Using the natural numbers less than 100 only, howmany distinct (independent) pythagorean triplets can you form? Remember (0.1,1) is not allowed. Also (3,4,5) and (6,8,10) are not to be treated independent triplets. In other words only the triplets in their lowest multiple form, if distinct, are to be counted as distinct and independent triplets.

Originally posted by ranjan sinha Using the natural numbers less than 100 only, howmany distinct (independent) pythagorean triplets can you form? Remember (0.1,1) is not allowed. Also (3,4,5) and (6,8,10) are not to be treated independent triplets. In other words only the triplets in their lowest multiple form, if distinct, are to be counted as distinct and independent triplets.

There might be at least ten of them :-
(3,4,5),
(5,12,13),
(8,15,17),
(20,21,29), ....... etc..etc...

I could have used the formulas but an excel spreadsheet got me the answer quicker. It is a bit lazy of me but there again it is Christmas. Only when I use a less elegant way I feel a bit guilty about out.

Originally posted by cosmic voice There are more than 10 of them sure enough -
(7,24,25),
(9,40,41),
(33, 56,65),
(16, 63,65),
(10,24,26),
(12,35,37),...

You forget. the condition of independent triplets.
Actually . (10,24,26) is not an independent triplet.

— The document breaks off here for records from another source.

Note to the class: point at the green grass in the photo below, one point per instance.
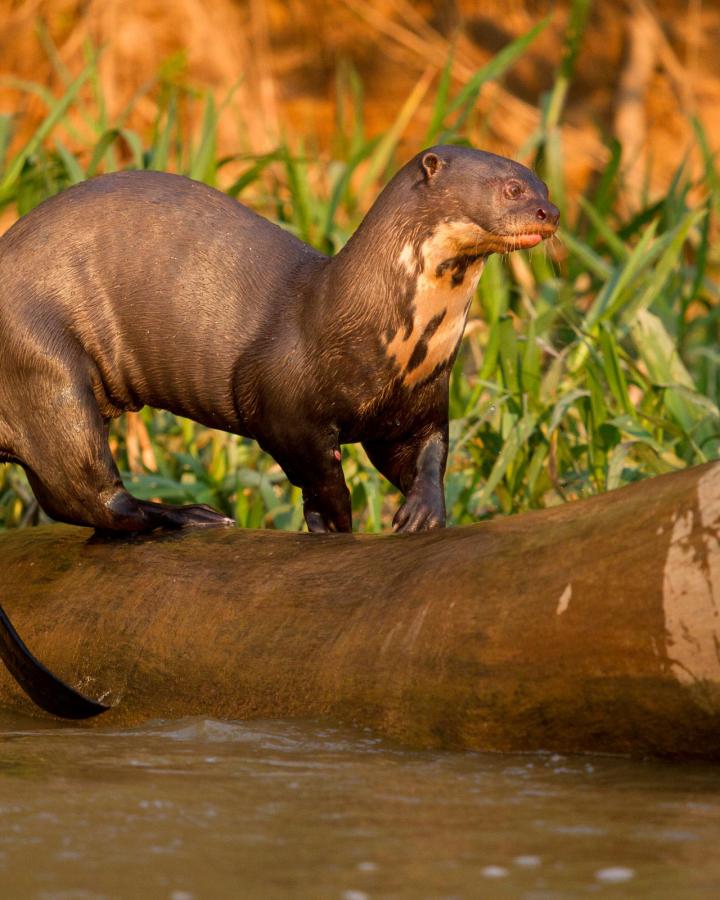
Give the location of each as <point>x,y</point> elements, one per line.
<point>585,367</point>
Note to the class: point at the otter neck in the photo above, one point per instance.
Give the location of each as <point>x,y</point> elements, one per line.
<point>412,287</point>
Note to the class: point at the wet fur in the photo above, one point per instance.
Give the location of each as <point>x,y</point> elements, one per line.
<point>144,288</point>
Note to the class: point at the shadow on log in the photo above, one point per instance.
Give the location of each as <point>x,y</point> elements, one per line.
<point>588,627</point>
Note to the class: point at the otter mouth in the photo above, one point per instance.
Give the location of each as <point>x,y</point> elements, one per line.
<point>522,240</point>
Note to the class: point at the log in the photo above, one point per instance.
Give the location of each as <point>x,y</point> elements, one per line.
<point>588,627</point>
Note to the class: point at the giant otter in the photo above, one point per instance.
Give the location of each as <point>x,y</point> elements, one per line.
<point>147,288</point>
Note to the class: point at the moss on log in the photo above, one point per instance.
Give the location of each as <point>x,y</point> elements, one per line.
<point>588,627</point>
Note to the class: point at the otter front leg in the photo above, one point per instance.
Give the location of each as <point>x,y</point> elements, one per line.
<point>416,465</point>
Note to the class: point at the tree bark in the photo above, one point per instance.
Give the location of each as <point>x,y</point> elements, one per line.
<point>588,627</point>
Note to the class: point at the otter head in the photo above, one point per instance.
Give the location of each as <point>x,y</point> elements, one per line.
<point>493,204</point>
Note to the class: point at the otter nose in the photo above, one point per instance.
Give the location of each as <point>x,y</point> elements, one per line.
<point>548,213</point>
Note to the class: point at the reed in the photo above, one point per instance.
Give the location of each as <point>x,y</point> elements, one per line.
<point>586,365</point>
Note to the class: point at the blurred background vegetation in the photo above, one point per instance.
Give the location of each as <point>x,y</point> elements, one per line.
<point>586,364</point>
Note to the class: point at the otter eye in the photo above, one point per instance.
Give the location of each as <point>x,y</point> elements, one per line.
<point>513,189</point>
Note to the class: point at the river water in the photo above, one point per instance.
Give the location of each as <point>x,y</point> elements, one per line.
<point>207,809</point>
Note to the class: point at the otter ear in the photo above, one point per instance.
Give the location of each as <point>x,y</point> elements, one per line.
<point>431,165</point>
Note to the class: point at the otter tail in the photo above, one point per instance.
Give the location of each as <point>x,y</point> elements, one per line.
<point>39,683</point>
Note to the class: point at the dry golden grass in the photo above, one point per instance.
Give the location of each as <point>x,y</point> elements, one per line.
<point>282,58</point>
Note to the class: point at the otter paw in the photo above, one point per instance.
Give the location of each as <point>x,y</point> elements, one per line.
<point>194,516</point>
<point>419,514</point>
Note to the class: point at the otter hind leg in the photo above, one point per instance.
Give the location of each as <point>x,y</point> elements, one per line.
<point>75,479</point>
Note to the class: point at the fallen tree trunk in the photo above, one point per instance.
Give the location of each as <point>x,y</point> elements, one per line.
<point>588,627</point>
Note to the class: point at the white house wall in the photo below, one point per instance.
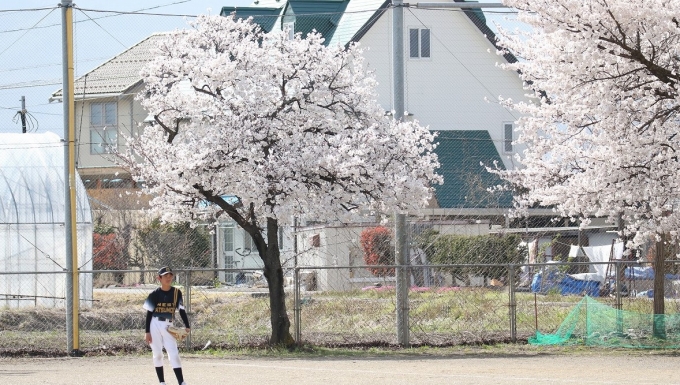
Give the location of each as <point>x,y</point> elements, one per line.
<point>129,116</point>
<point>448,91</point>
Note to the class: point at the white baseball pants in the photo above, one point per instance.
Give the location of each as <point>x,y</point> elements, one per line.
<point>160,338</point>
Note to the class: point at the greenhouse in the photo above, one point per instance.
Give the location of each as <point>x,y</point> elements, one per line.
<point>32,217</point>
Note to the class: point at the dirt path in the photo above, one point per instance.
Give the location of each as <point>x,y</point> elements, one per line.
<point>639,368</point>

It is the same as (5,12,13)..And hence it is not to be counted as sepatete triplet.

If a and b are relatively prime AND exactly one of the two is even, you'll find a unique triplet.

I needed some time to understand, why EXACTLY ONE of the two must be even.
But finally I got it:
When a and b both are even, they are not relatively prime.
Let (2n+1) and (2m+1) be two odd numbers, then
(2n+1)^2 + (2m+1)^2 = 4( n^2+m^2 + n+m) + 2
so the sum of the squares mod 4 is 2 and can therefore be no square number.

Originally posted by afx I needed some time to understand, why EXACTLY ONE of the two must be even.
But finally I got it:
When a and b both are even, they are not relatively prime.
Let (2n+1) and (2m+1) be two odd numbers, then
(2n+1)^2 + (2m+1)^2 = 4( n^2+m^2 + n+m) + 2
so the sum of the squares mod 4 is 2 and can therefore be no square number.

If both are odd, then all three terms end up being even.

Take a=3, b=1 for example.

2*3*1 = 6
3^2 - 1^2 = 8
3^2 + 1^2 = 10

But 6-8-10 is just 3-4-5 doubled.

With either a or b even, though, two of the terms are odd, including the hypotenuse.